Let’s try a formal test (i.e. chi-squared)
chisq.test(data$educf, data$V238)
## Warning in chisq.test(data$educf, data$V238): Chi-squared approximation may
## be incorrect
##
## Pearson's Chi-squared test
##
## data: data$educf and data$V238
## X-squared = 92.078, df = 6, p-value < 2.2e-16
argchi <- chisq.test(data$educf, data$V238)
## Warning in chisq.test(data$educf, data$V238): Chi-squared approximation may
## be incorrect
argchi$observed
## data$V238
## data$educf Lower class Lower middle class Upper middle class
## primary 57 94 2
## secondary 44 320 8
## tertiary 0 38 7
## data$V238
## data$educf Working class
## primary 84
## secondary 177
## tertiary 11
counts <- table(data$educf, data$V238)
barplot(counts,
legend = rownames(counts), las = 2)
data1 <- data
table(data1$V238)
##
## Lower class Lower middle class Upper middle class
## 105 562 34
## Working class
## 306
data1$V238[ data1$V238 == "Upper middle class"] <- NA
argchi1 <- chisq.test(data1$educf, data1$V238)
No warning! Yay! (we also can unite 2 categories to avoid warnings in chi-squared)
argchi1
##
## Pearson's Chi-squared test
##
## data: data1$educf and data1$V238
## X-squared = 59.259, df = 4, p-value = 4.151e-12
argchi1$stdres
## data1$V238
## data1$educf Lower class Lower middle class Working class
## primary 6.6436471 -5.3860589 1.0700456
## secondary -4.9700666 3.4742965 -0.2129345
## tertiary -2.6957869 3.3010847 -1.6152749
Let’s remake the plot
library(RColorBrewer)
counts <- table(data1$educf, data1$V238)
barplot(counts,
col=brewer.pal(n = 3, name = "Set2"),
legend = rownames(counts), las = 2)
Hmmm… We still have “Upper middle class” as an empty category. Let’s drop that level.

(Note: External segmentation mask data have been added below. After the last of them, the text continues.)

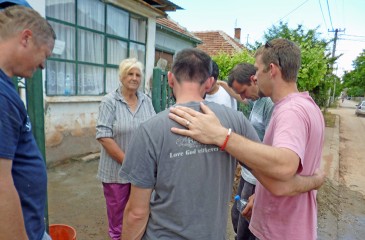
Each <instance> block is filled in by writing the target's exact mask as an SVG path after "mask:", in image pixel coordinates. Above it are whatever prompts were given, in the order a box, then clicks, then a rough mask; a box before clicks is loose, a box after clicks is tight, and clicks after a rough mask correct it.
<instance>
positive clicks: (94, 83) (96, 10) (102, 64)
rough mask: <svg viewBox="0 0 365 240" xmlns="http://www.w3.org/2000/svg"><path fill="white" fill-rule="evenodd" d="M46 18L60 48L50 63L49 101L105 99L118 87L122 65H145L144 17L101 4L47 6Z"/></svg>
mask: <svg viewBox="0 0 365 240" xmlns="http://www.w3.org/2000/svg"><path fill="white" fill-rule="evenodd" d="M105 13H106V14H105ZM46 18H47V20H48V21H49V22H50V24H51V25H52V27H53V28H54V30H55V32H56V35H57V42H56V45H57V44H58V46H57V48H55V49H57V50H58V51H56V52H54V54H53V55H52V56H51V57H50V58H49V60H47V63H46V64H47V69H46V94H47V95H61V96H73V95H91V96H92V95H103V94H105V93H108V92H110V91H112V90H114V89H116V88H117V87H118V86H119V77H118V66H119V63H120V62H121V61H122V60H123V59H126V58H128V57H135V58H137V59H138V60H139V61H141V62H142V63H143V64H145V57H146V36H147V29H146V27H147V19H146V18H144V17H141V16H138V15H136V14H132V13H130V12H128V11H126V10H123V9H121V8H118V7H116V6H114V5H111V4H108V3H105V2H104V1H100V0H77V1H76V0H46ZM75 19H77V21H76V20H75Z"/></svg>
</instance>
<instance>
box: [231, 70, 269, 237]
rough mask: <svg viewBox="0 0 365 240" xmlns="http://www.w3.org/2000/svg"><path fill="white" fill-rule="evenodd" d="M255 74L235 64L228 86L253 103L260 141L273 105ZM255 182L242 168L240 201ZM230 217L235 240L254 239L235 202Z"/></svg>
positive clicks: (253, 126)
mask: <svg viewBox="0 0 365 240" xmlns="http://www.w3.org/2000/svg"><path fill="white" fill-rule="evenodd" d="M255 74H256V69H255V66H254V65H252V64H250V63H240V64H237V65H236V66H235V67H234V68H233V69H232V70H231V72H230V73H229V76H228V86H229V87H231V88H232V89H233V90H234V92H235V93H236V94H239V95H240V96H241V98H242V99H248V100H252V101H253V108H252V110H251V113H250V117H249V120H250V122H251V124H252V126H253V127H254V128H255V130H256V132H257V135H258V136H259V138H260V140H261V141H262V140H263V139H264V135H265V131H266V128H267V126H268V125H269V122H270V118H271V114H272V111H273V107H274V103H273V102H272V101H271V99H270V98H269V97H264V96H263V94H262V93H261V92H260V90H259V88H258V86H257V79H256V77H255ZM256 181H257V180H256V178H255V177H254V176H253V175H252V173H251V172H250V171H249V170H248V169H247V168H245V167H244V166H242V168H241V178H240V183H239V186H238V190H237V194H238V195H240V196H241V199H246V200H247V199H249V197H251V196H252V195H253V194H254V192H255V186H256ZM231 217H232V224H233V229H234V231H235V232H236V234H237V236H236V239H237V240H252V239H253V240H254V239H255V236H254V235H253V234H252V233H251V231H250V229H249V228H248V226H249V222H248V221H247V219H245V218H244V216H242V215H241V213H240V212H239V211H238V210H237V201H235V202H234V204H233V206H232V210H231Z"/></svg>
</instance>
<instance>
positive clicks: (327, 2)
mask: <svg viewBox="0 0 365 240" xmlns="http://www.w3.org/2000/svg"><path fill="white" fill-rule="evenodd" d="M327 9H328V15H329V17H330V22H331V27H332V31H333V24H332V17H331V11H330V5H329V4H328V0H327Z"/></svg>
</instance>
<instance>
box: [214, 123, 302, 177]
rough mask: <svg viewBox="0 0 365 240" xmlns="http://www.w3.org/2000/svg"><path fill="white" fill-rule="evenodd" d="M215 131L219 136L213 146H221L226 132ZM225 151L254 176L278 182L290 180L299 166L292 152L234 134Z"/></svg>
mask: <svg viewBox="0 0 365 240" xmlns="http://www.w3.org/2000/svg"><path fill="white" fill-rule="evenodd" d="M216 131H217V132H218V133H219V136H218V137H217V138H216V142H215V144H216V145H218V146H221V144H222V143H223V142H224V139H225V137H226V134H227V131H228V130H227V129H225V128H224V129H223V130H218V129H216ZM225 151H227V152H228V153H229V154H231V155H232V156H233V157H235V158H236V159H237V160H238V161H240V162H242V163H244V164H245V165H247V166H248V167H249V168H250V169H252V170H253V173H254V175H258V176H260V175H261V176H262V175H263V176H266V177H268V178H271V179H276V180H279V181H288V180H290V179H291V178H292V177H293V176H294V175H295V174H296V171H297V169H298V166H299V158H298V157H297V155H296V154H295V153H294V152H292V151H290V150H288V149H283V148H275V147H271V146H267V145H264V144H261V143H257V142H254V141H251V140H249V139H247V138H245V137H243V136H240V135H238V134H235V133H232V134H231V136H230V138H229V140H228V142H227V145H226V148H225Z"/></svg>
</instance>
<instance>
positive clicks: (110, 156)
mask: <svg viewBox="0 0 365 240" xmlns="http://www.w3.org/2000/svg"><path fill="white" fill-rule="evenodd" d="M98 141H99V143H100V144H101V145H102V146H103V148H104V149H105V151H106V152H107V153H108V154H109V156H110V157H111V158H113V159H114V160H115V161H117V162H118V163H123V160H124V155H125V154H124V151H123V150H122V149H121V148H120V147H119V146H118V144H117V143H116V142H115V141H114V139H112V138H99V139H98Z"/></svg>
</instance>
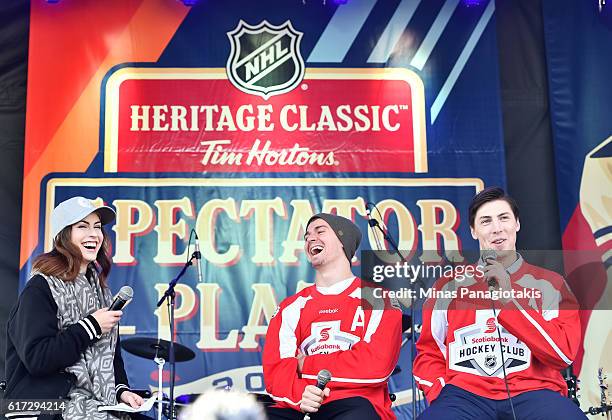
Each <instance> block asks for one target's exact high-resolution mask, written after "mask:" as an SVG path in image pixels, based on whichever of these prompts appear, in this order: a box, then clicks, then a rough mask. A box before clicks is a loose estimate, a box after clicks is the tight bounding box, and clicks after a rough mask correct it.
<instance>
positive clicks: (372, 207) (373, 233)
mask: <svg viewBox="0 0 612 420" xmlns="http://www.w3.org/2000/svg"><path fill="white" fill-rule="evenodd" d="M371 208H374V209H376V211H377V212H378V215H379V216H380V217H381V219H382V216H381V214H380V211H378V207H376V204H374V203H372V202H369V201H368V202H367V203H366V214H367V215H368V226H369V227H370V230H371V231H372V234H373V235H374V242H376V249H378V250H379V251H382V249H383V247H382V243H381V240H380V236H378V235H380V234H381V233H380V232H379V231H378V230H377V229H375V228H374V227H375V224H374V223H371V222H373V221H374V220H375V219H373V218H372V210H370V209H371Z"/></svg>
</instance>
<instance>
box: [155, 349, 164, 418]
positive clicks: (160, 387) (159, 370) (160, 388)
mask: <svg viewBox="0 0 612 420" xmlns="http://www.w3.org/2000/svg"><path fill="white" fill-rule="evenodd" d="M153 360H155V363H157V381H158V385H157V420H161V415H162V411H163V400H164V388H163V373H164V363H166V361H165V360H164V358H163V357H156V358H155V359H153Z"/></svg>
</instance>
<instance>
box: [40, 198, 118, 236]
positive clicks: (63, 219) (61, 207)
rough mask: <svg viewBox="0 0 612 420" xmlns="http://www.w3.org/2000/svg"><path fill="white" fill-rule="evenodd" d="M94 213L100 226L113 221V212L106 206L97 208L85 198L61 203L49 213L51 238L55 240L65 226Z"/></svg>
mask: <svg viewBox="0 0 612 420" xmlns="http://www.w3.org/2000/svg"><path fill="white" fill-rule="evenodd" d="M94 211H95V212H97V213H98V215H99V216H100V222H102V225H105V224H107V223H110V222H112V221H113V220H115V210H113V209H112V208H110V207H108V206H100V207H97V206H96V205H95V204H94V203H93V202H92V201H91V200H89V199H87V198H85V197H72V198H69V199H68V200H66V201H62V202H61V203H59V204H58V205H57V207H55V208H54V209H53V211H52V212H51V238H53V239H55V237H56V236H57V234H58V233H60V232H61V231H62V229H64V228H65V227H66V226H70V225H73V224H75V223H76V222H78V221H80V220H83V219H84V218H86V217H87V216H89V215H90V214H91V213H93V212H94Z"/></svg>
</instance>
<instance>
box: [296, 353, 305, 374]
mask: <svg viewBox="0 0 612 420" xmlns="http://www.w3.org/2000/svg"><path fill="white" fill-rule="evenodd" d="M296 357H297V359H298V373H300V374H301V373H302V369H303V368H304V359H305V358H306V356H304V353H302V351H301V350H300V349H298V354H297V356H296Z"/></svg>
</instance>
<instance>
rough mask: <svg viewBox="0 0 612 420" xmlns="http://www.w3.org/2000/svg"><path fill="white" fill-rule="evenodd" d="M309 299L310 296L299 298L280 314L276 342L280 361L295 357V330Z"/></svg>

data1$V238 <- droplevels(data1$V238)
pal <- brewer.pal(n = 3, name = "Set2")
counts <- table(data1$educf, data1$V238)
barplot(counts,
col = pal,
legend = rownames(counts), las = 2)
Let’s make bars of the same size to show the difference in proportions
par(mar = c(10, 4, 5, 1), xpd = T)
barplot(prop.table(counts, 2)*100, col = pal,
las = 2)
legend(1, 130, legend = rownames(counts),
fill = pal, horiz = T, bty = "n")
A similar plot using sjPlot package
sjp.xtab(data1$V238, data1$educf, margin = "row", bar.pos = "stack",
show.summary = TRUE)
Let’s find how gender is associated with the level of satisfaction with life (V23, 11 categories)
barplot(table(data$gndr))
barplot(table(data$V23))
chisq.test(data$gndr, data$V23)
## Warning in chisq.test(data$gndr, data$V23): Chi-squared approximation may
## be incorrect
##
## Pearson's Chi-squared test
##
## data: data$gndr and data$V23
## X-squared = 6.203, df = 9, p-value = 0.7194
chisq.test(data$gndr, data$V23)$observed
## Warning in chisq.test(data$gndr, data$V23): Chi-squared approximation may
## be incorrect
## data$V23
## data$gndr 2 3 4 5 6 7 8 9 Completely dissatisfied
## Female 2 6 14 41 56 124 162 77 3
## Male 2 5 16 20 54 114 145 72 4
## data$V23
## data$gndr Completely satisfied
## Female 56
## Male 47
chisq.test(data$gndr, data$V23)$expected
## Warning in chisq.test(data$gndr, data$V23): Chi-squared approximation may
## be incorrect
## data$V23
## data$gndr 2 3 4 5 6 7 8
## Female 2.121569 5.834314 15.91176 32.35392 58.34314 126.2333 162.8304
## Male 1.878431 5.165686 14.08824 28.64608 51.65686 111.7667 144.1696
## data$V23
## data$gndr 9 Completely dissatisfied Completely satisfied
## Female 79.02843 3.712745 54.63039
## Male 69.97157 3.287255 48.36961
corrplot(chisq.test(data$gndr, data$V23)$stdres, is.cor = FALSE)
## Warning in chisq.test(data$gndr, data$V23): Chi-squared approximation may
## be incorrect
Chi squared doesn’t take into account order of categories (it treats all variables as nominal)
When you are using chi sqiuared test for variables with great number of categories you’ll probably violate the assumptions.
We’ll talk about more apropriate way to find the relationship between such variables later.